Seele08 wrote:SEELE just appeals to me for two reason, first they have a cyborg, and cyborgs are teh 1337, second of all its based partly on my own personal philosophy on religion and my belief that the idea of the power of god is immoral. That is probably born out of years spent in my parent's fundamental baptist church and all the crap I experienced there (lets just say an logical aspie in a church full of religious nuts doesn't mix well), and my love of the writings of Locke.
By contrast, I come to all these issues from techno-apocalyptic SF, where the issue is not "should anyone be trusted with such power", but "how will we deal with entities like that when we discover we have built them" - when Applied Theology will be a short-lived engineering discipline.
Let us also not forget who it actually was who decided "So, everybody just die." and then later backtracked on that.
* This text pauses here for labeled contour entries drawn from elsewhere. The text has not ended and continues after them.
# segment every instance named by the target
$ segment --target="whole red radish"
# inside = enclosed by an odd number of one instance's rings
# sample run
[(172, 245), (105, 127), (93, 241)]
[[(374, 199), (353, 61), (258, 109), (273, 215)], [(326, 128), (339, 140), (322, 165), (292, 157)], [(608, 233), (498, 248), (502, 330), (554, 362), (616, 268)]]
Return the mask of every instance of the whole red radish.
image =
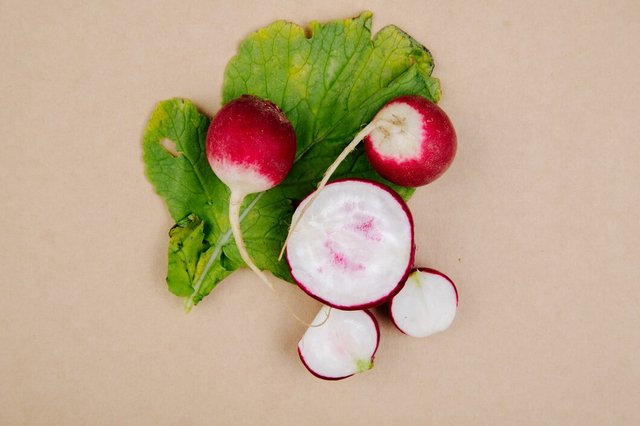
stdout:
[(293, 166), (293, 126), (272, 102), (243, 95), (226, 104), (211, 121), (206, 152), (211, 169), (231, 190), (229, 222), (238, 251), (247, 266), (273, 288), (247, 253), (240, 229), (240, 207), (248, 194), (282, 182)]
[(447, 114), (421, 96), (387, 103), (364, 139), (373, 168), (401, 186), (426, 185), (442, 175), (456, 155), (456, 132)]

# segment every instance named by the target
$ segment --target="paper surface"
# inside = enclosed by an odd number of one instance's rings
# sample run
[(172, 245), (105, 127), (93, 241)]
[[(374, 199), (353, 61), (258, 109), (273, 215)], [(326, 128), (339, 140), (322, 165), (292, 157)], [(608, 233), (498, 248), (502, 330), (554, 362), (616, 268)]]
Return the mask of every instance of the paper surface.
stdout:
[[(460, 307), (426, 339), (375, 310), (373, 370), (324, 382), (248, 271), (184, 314), (141, 138), (159, 100), (213, 114), (250, 32), (364, 9), (435, 58), (458, 155), (409, 205), (417, 264)], [(633, 1), (0, 2), (0, 423), (639, 424), (639, 20)]]

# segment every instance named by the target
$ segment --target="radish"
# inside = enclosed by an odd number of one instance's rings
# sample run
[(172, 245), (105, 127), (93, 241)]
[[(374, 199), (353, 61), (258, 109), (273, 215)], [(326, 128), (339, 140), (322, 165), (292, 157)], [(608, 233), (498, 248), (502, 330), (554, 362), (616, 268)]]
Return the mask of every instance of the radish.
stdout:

The SysOp level power was shared around to the point where a lot of personas had some responsibility.
Yui was faced with a situation where the only way that something of humanity might be salvaged was to undergo a martyrdom of her own, so she could at least rescue some seed of humanity.
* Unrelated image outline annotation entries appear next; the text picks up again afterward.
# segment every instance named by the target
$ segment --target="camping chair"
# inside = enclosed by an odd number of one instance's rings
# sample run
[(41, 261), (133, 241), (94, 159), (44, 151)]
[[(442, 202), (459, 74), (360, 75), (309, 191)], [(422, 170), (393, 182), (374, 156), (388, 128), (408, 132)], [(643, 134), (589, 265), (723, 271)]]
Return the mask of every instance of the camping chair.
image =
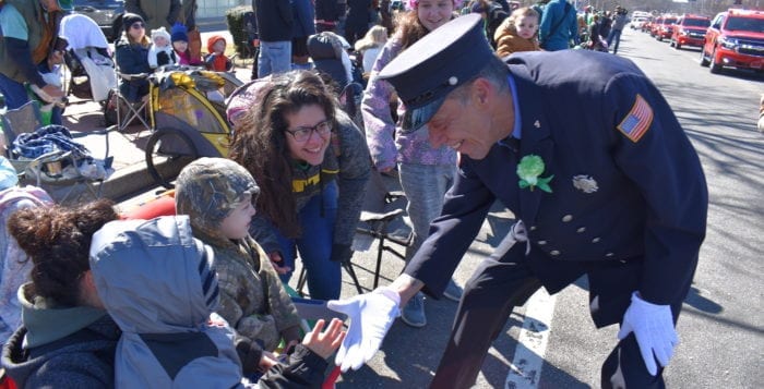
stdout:
[[(411, 244), (413, 233), (406, 236), (398, 236), (390, 231), (390, 224), (395, 221), (404, 209), (397, 207), (395, 203), (405, 197), (403, 192), (389, 192), (382, 181), (382, 175), (375, 169), (371, 170), (371, 177), (367, 183), (366, 197), (363, 198), (363, 207), (358, 227), (356, 228), (356, 236), (353, 242), (354, 251), (368, 251), (373, 241), (377, 240), (377, 265), (374, 268), (374, 285), (375, 289), (380, 281), (380, 271), (382, 270), (382, 256), (385, 252), (395, 255), (401, 259), (405, 259), (405, 254), (395, 250), (396, 247), (389, 243), (394, 243), (398, 246), (407, 247)], [(390, 206), (394, 209), (389, 209)], [(353, 262), (348, 260), (342, 264), (343, 268), (353, 279), (358, 293), (363, 293), (363, 289), (358, 281)], [(300, 270), (300, 277), (297, 280), (297, 293), (303, 295), (302, 289), (307, 282), (307, 270), (305, 266)]]
[[(133, 124), (142, 124), (138, 135), (144, 130), (152, 130), (150, 124), (150, 102), (151, 102), (151, 83), (153, 80), (150, 74), (127, 74), (117, 72), (117, 76), (124, 83), (141, 83), (144, 80), (150, 81), (150, 92), (142, 96), (138, 101), (131, 101), (128, 96), (122, 95), (119, 85), (109, 92), (109, 97), (104, 107), (104, 119), (107, 125), (116, 124), (120, 133), (124, 133), (129, 126)], [(119, 84), (119, 83), (118, 83)]]
[[(95, 199), (100, 197), (104, 181), (114, 172), (114, 169), (111, 169), (114, 157), (109, 156), (109, 132), (115, 127), (70, 134), (72, 143), (74, 143), (74, 138), (92, 134), (104, 135), (105, 155), (103, 160), (82, 158), (82, 155), (73, 150), (63, 149), (52, 150), (33, 158), (14, 153), (13, 146), (21, 134), (29, 134), (40, 129), (51, 127), (40, 126), (41, 119), (37, 102), (29, 101), (19, 109), (8, 110), (2, 114), (1, 119), (7, 141), (5, 150), (3, 151), (20, 173), (21, 179), (35, 180), (36, 186), (68, 186), (65, 194), (59, 200), (60, 203), (65, 202), (71, 194), (75, 193), (76, 189), (83, 189)], [(84, 146), (82, 146), (82, 149), (87, 151)], [(102, 168), (103, 171), (93, 170)], [(95, 186), (96, 183), (98, 184), (97, 187)]]
[[(366, 198), (361, 210), (360, 222), (356, 228), (356, 241), (354, 246), (360, 248), (363, 236), (377, 240), (377, 266), (374, 268), (374, 289), (379, 285), (380, 270), (382, 268), (382, 255), (387, 252), (394, 256), (406, 259), (405, 253), (396, 250), (389, 243), (394, 243), (403, 248), (411, 244), (414, 234), (409, 232), (405, 236), (399, 236), (390, 231), (390, 224), (395, 221), (404, 209), (395, 206), (398, 199), (405, 198), (403, 192), (390, 192), (382, 181), (382, 174), (377, 170), (371, 170), (371, 178), (367, 184)], [(391, 210), (390, 206), (393, 205)], [(368, 246), (368, 245), (367, 245)]]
SEELE weren't one person - but they were a secret cabal plotting to impose their will on everyone else (by hitting the reset button on Life on Earth). Their peace would be the peace of the grave, a final solution an order of magnitude larger than guys from Keel's neck of the woods had managed 70 years previously. Not even a "Would the last person on Earth please turn off all the lights?" like these guys suggest.